Esa es la base de la construcción nacional de Israel, negar el valor de las vidas de uno, para poder llorar sus muertos. Esa base de construcción nacionalista rechaza aquellos planteamientos que las principales voces filosóficas del momento están intentando articular, esto es, que ya no podemos pensar el orden social ni internacional fuera de la interdependencia; que cada uno de nosotros estamos expuestos al otro. Que “estamos ligados al extraño”, a lugares donde nunca hemos estado. A sitios donde tal vez nunca iremos. Que estamos vinculados a las experiencias y los ejemplos de otras vidas que nunca conocimos o que jamás escogimos. Desde esa base ontológica “matar al otro es negar mi vida, que no es tan solo mía, sino la noción de que mi vida es, desde el principio, e invariablemente, vida social, interdependiente, y por tanto, vulnerable”.

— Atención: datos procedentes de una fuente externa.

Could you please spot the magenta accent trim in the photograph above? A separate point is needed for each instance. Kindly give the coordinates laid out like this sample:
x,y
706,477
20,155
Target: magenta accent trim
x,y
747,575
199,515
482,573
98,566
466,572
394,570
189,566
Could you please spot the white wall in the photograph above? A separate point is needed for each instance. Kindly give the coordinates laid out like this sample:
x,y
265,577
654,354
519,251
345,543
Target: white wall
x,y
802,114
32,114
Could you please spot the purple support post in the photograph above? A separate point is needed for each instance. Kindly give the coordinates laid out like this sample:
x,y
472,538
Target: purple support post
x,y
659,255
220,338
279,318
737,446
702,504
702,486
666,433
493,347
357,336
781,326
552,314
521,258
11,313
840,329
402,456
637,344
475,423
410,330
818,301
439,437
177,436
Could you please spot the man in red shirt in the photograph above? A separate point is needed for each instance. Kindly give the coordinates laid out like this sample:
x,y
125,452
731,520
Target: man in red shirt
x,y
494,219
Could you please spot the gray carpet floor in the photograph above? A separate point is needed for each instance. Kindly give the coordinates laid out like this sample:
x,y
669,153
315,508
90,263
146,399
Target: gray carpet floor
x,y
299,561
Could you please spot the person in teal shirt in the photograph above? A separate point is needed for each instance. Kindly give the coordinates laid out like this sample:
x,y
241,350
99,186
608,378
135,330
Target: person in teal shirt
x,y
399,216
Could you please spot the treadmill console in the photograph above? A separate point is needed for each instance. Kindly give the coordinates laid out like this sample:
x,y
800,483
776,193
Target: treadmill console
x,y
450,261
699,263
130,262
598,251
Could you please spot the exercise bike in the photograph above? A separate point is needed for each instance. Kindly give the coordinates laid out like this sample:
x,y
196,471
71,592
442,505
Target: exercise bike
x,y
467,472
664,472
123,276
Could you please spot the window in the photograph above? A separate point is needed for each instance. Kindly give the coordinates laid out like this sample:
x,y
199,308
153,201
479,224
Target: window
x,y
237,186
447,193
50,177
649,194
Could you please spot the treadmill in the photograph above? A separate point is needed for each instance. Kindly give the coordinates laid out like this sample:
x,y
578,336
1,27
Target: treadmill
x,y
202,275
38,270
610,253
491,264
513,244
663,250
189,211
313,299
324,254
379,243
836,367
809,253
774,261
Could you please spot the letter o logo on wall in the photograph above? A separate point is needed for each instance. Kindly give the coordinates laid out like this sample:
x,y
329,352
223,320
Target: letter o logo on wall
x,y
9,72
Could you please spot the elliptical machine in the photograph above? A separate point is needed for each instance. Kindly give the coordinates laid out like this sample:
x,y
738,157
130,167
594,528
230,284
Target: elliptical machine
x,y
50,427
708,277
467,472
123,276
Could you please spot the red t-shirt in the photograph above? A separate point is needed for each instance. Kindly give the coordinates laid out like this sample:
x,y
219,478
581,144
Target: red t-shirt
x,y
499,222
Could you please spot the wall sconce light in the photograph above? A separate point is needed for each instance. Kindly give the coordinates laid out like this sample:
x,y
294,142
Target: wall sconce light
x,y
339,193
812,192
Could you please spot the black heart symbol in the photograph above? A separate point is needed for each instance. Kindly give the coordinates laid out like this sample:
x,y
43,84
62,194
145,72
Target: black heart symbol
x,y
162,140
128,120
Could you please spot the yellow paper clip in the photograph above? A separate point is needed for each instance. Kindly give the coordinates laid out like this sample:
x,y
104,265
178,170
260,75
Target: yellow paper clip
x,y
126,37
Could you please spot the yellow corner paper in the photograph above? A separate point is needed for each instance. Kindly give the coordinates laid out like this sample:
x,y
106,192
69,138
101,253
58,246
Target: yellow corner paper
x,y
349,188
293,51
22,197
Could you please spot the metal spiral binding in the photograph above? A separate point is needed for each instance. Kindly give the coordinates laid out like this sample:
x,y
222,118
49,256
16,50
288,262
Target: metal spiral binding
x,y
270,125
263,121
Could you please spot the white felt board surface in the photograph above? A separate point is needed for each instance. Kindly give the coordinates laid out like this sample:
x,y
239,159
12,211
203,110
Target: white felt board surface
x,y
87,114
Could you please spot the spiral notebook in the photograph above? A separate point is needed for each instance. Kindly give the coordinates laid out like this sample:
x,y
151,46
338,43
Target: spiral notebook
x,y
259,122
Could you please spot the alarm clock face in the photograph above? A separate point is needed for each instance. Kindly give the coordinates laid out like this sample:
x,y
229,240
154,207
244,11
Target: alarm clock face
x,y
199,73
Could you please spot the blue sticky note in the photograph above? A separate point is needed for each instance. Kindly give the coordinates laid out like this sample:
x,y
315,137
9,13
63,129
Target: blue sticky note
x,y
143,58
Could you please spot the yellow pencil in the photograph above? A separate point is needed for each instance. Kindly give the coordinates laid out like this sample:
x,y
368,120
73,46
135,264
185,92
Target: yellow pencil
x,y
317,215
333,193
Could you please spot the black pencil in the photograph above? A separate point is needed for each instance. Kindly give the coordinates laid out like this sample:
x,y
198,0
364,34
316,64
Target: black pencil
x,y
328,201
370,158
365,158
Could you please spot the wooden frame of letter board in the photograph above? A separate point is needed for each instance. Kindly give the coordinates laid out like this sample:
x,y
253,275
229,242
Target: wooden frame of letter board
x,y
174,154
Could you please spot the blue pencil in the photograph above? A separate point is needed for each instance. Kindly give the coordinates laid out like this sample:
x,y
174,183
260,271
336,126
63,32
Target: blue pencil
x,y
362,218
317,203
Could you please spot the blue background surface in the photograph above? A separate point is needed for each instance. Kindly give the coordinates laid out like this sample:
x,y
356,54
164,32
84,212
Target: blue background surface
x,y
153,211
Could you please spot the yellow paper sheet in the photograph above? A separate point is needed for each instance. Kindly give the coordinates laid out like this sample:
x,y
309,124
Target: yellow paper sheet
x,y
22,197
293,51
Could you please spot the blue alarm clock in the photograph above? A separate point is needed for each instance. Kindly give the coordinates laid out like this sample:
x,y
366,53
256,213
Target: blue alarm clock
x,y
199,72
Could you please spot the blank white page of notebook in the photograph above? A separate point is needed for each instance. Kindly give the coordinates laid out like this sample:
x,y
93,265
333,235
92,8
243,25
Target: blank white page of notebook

La experiencia de la vulnerabilidad no tiene que conducir a la violencia militar ni a la represalia. Antes bien, el reconocimiento de nuestra propia vulnerabilidad, el reconocimiento de que hay otros de quienes depende mi vida, debe hacer pensarnos dentro de una comunidad política basada en la interdependencia, y por tanto, desde otro lenguaje y acciones. Ese y no otro, debería ser el punto de partida para pensar la paz.